13 de marzo de 2006

The Day TV Died

Siguiendo el hilo de mi primer post me gustaría recomendaros dos artículos sobre empresas pioneras que siguen los modelos de negocio que comentaba

Online Video Goes Mainstream, Sparking an Industry Land Grab (Free Press)

Brightcove’s technology makes it easy for any producer — from home-movie buffs to television networks — to distribute their videos to multitudes of Web sites. All three parties — the video’s maker, the site that shows it and Brightcove — often will share revenue from the resulting advertisements or sales.

“You become a little multimedia or cable company yourself,” says Kevin Aylward, who runs Wizbangblog.com1, a political Web log, or blog. On its homepage is a link to the “Wizbang News Channel” that activates a Brightcove player featuring a choice of 15 Reuters news stories.

As Internet TV Aims at Niche Audiences, the Slivercast Is Born (NY Times)

ANDY STEWARD, a successful London computer consultant and sailboat racer, became exasperated when trying to watch his favorite sport on television. There were a few half-hour recaps of some major sailing races, but they were always shown late at night.

Mr. Steward looked into creating a sailing channel on the Sky satellite service in Britain, but his idea was soon dead in the water. He would have had to pay £85,000 (nearly $150,000) to start the channel and £40,000 a month (nearly $70,000), as well as the production costs. That was a lot of money for an untested concept.

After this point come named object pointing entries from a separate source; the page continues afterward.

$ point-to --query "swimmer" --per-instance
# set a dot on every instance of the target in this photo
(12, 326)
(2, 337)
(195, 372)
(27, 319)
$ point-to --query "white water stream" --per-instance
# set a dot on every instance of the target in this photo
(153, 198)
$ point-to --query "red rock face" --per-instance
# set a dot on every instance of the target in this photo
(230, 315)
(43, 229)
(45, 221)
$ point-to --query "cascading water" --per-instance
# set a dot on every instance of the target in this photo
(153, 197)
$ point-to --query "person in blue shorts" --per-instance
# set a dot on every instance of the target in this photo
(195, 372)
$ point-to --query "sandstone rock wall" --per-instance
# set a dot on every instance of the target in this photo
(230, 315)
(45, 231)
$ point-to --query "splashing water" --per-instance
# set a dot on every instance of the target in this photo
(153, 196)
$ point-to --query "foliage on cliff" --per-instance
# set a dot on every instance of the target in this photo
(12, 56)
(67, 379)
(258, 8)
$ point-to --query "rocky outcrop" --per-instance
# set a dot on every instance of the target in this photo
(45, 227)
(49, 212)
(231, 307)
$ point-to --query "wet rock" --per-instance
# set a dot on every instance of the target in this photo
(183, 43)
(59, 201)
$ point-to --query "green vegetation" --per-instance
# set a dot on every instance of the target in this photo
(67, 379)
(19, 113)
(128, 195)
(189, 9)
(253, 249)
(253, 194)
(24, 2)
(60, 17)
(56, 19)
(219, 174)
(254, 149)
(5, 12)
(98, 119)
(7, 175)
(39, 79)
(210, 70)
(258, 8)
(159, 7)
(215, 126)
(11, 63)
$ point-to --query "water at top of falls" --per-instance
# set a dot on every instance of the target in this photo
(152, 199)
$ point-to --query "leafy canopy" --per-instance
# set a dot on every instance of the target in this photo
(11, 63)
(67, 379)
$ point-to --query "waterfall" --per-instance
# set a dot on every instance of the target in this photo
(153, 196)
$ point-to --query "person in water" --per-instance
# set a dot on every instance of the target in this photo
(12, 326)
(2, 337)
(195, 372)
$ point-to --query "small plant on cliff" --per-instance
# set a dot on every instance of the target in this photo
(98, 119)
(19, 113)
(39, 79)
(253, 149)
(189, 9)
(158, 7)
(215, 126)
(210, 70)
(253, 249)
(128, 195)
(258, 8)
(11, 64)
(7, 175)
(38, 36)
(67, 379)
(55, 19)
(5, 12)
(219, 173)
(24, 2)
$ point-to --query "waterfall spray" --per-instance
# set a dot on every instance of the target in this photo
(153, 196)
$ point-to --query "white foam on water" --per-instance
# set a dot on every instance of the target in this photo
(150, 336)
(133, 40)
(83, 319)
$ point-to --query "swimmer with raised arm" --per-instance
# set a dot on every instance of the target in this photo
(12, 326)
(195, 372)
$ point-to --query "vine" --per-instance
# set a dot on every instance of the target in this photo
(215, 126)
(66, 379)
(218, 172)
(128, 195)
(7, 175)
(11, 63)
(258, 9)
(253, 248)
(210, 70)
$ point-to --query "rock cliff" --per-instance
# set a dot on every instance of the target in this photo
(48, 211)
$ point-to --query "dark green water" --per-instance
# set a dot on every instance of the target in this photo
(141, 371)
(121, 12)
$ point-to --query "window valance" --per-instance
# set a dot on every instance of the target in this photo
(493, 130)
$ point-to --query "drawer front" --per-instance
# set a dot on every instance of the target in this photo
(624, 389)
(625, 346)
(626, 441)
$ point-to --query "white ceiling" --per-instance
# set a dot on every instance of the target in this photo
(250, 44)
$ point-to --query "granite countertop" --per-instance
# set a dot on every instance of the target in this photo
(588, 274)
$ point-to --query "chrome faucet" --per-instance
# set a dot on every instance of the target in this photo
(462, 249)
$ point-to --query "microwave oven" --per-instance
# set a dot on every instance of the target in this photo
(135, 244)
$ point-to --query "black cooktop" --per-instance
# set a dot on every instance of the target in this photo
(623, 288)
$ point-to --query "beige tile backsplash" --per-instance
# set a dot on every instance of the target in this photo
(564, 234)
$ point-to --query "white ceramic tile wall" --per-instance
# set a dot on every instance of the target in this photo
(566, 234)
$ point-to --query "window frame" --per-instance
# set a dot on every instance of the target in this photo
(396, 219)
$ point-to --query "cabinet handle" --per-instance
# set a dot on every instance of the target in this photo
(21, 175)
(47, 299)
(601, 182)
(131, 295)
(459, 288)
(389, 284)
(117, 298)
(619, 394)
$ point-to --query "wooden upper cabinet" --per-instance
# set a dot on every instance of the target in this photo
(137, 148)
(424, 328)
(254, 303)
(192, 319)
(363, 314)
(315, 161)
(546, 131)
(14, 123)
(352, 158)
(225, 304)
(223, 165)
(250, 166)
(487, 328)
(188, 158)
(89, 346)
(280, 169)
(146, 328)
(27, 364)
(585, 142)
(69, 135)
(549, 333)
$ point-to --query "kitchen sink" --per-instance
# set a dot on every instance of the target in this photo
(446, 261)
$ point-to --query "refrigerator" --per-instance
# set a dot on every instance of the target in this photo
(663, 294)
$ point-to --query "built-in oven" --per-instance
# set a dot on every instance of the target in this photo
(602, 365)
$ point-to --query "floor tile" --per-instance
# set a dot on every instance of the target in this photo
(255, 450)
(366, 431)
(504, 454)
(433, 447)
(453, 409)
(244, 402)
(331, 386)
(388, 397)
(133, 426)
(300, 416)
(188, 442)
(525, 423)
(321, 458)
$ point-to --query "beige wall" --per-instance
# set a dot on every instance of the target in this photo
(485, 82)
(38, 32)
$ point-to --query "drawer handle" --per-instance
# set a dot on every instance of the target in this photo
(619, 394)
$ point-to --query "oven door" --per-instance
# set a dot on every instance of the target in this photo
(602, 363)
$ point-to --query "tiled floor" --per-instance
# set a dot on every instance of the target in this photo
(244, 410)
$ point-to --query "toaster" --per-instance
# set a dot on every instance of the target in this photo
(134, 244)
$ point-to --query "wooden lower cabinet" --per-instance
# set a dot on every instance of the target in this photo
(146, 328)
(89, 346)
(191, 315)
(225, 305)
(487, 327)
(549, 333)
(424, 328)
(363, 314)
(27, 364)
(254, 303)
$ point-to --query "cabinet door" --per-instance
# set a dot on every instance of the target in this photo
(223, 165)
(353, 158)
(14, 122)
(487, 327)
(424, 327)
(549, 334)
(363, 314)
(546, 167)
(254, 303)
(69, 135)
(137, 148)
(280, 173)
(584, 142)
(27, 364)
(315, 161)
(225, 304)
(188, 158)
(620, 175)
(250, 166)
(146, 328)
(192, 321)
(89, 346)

But in January, he did introduce a sailing channel, one that is rapidly filling with sailing talk shows, product reviews, programs on sailing techniques and, most important, intense coverage of the sort of smaller races that don't make it onto traditional television.

His new channel, however, will not be available over the air. And it won't be found on cable or even on satellite, at least not yet. The channel, called Sail.tv, is broadcast only on the Internet, which enables video to reach a much larger worldwide audience at a much lower initial cost than a satellite channel. Because "we didn't have any idea how big the audience would be," Mr. Steward said, he wanted to keep his expenses as low as possible. "Internet television is an investment we can grow into," he said.

Ambas noticias describen los primeros pasos de muchas empresas; parece que tenemos "early adopters". A ver que ocurre en los próximos meses. Yo apostaría a que dentro de nada podremos leer historias de éxito de startups dedicadas al tema.